Es war bestimmt kein einfacher Entscheid: Seit 28 Jahren ist Katharina von Zimmern Äbtissin des Zürcher Fraumünsters und die wohl prominenteste Frau der Stadt. Sie sympathisiert mit den Ideen der Reformation, die Huldrych Zwingli in Zürich verbreitet und lässt ihn etwa an Markttagen im Fraumünster zu den Bauern predigen.

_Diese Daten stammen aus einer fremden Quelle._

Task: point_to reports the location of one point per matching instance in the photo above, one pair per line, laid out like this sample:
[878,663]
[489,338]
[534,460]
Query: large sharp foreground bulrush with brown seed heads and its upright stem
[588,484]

Doch diese reformatorischen Ideen bedrohen ihre Lebensweise. Zwingli will die Klöster auflösen und die Besitztümer verstaatlichen. Andernorts ist es deswegen zu wüsten Szenen gekommen. Im Kloster ihrer Cousine im Bernischen etwa – oder im Kloster Ittingen im Thurgau, das gewaltsam gestürmt wurde.
Verhinderung des Bürgerkriegs
Die Gewalt ist auch in Zürich allgegenwärtig: Während ihrer Zeit als Äbtissin werden zwei Klosterfrauen vergewaltigt. Zürich ist in zwei Lager geteilt: die Altgläubigen, die die Reformation ablehnen – und die Unterstützerinnen und Unterstützer der Reformation.
In dieser aufgeheizten Situation also entscheidet Katharina: Sie gibt ihr Kloster auf. Um «grossen Unfrieden … zu verhindern», wie es in der Übergabeurkunde heisst. Sie handelt einen Vertrag aus, der sicherstellt, dass mit den Einnahmen aus den Gütern die Armen unterstützt werden. Und sie sorgt dafür, dass sie eine Pension erhält und nicht bevormundet wird, wie andere Frauen zu der Zeit.
Schub für die Reformation
Katharina von Zimmern ist eine intelligente Frau, die wusste, was sie wollte. Geboren wird sie in ein hochadliges Elternhaus. Doch der Vater fällt beim Kaiser in Ungnade, die Familie wird vertrieben. Für eine vorteilhafte Heirat fehlt das Geld. Also werden Katharina und ihre Schwester nach Zürich ins Kloster geschickt.
Katharina ist 13, als sie eintritt. Mit 18 wird sie Äbtissin, ist verantwortlich für die Besitztümer der Abtei, ist Mäzenin, Bauherrin und repräsentiert die religiöse Macht bei Prozessionen und Umzügen.
Und doch erkennt sie die Zeichen der Zeit und verleiht der Reformation mit ihrer Klosteraufgabe entscheidenden Schub. Danach werden in Zürich alle Klöster aufgehoben und Besitztümer verstaatlicht.
Liebesheirat nach der Aufgabe des Klosters?
Gut möglich, dass bei ihrem Entscheid die Liebe eine Rolle gespielt hat. Denn vieles deutet darauf hin, dass Katharina von Zimmern während ihrer Zeit im Kloster eine Tochter geboren hat. Gut möglich auch, dass der Vater der Söldnerführer Eberhard von Reischach ist. Doch das ist Spekulation, die Quellen sind nicht eindeutig.
Sicher ist: 1525, kurz nach der Aufgabe der Abtei, heiratet sie von Reischach. Die beiden haben zwei eheliche Kinder, obwohl sie bei der Heirat bereits 47 Jahre alt ist. Nach seinem Tod in der Schlacht von Kappel, bei der die Reformierten vernichtend geschlagen werden, lebt sie als verwitwete Frau mit ihrer Familie selbständig in Zürich. Sie stirbt, im Alter von 69 Jahren, als angesehene Bürgerin der Stadt.
Was Katharina gedacht und gefühlt hat, in dieser turbulenten Zeit, und ob sie sich der Tragkraft ihrer Entscheidungen bewusst war – das alles wissen wir nicht. Von ihr selbst ist kein Brief überliefert, kein Schriftstück, das Auskunft geben könnte über ihre Gefühlswelt.
Sicher ist: Katharina von Zimmern hat die Schweizer Geschichte massgeblich mitgeprägt – als sie vor genau 500 Jahren ihr Kloster freiwillig der Stadt übergab.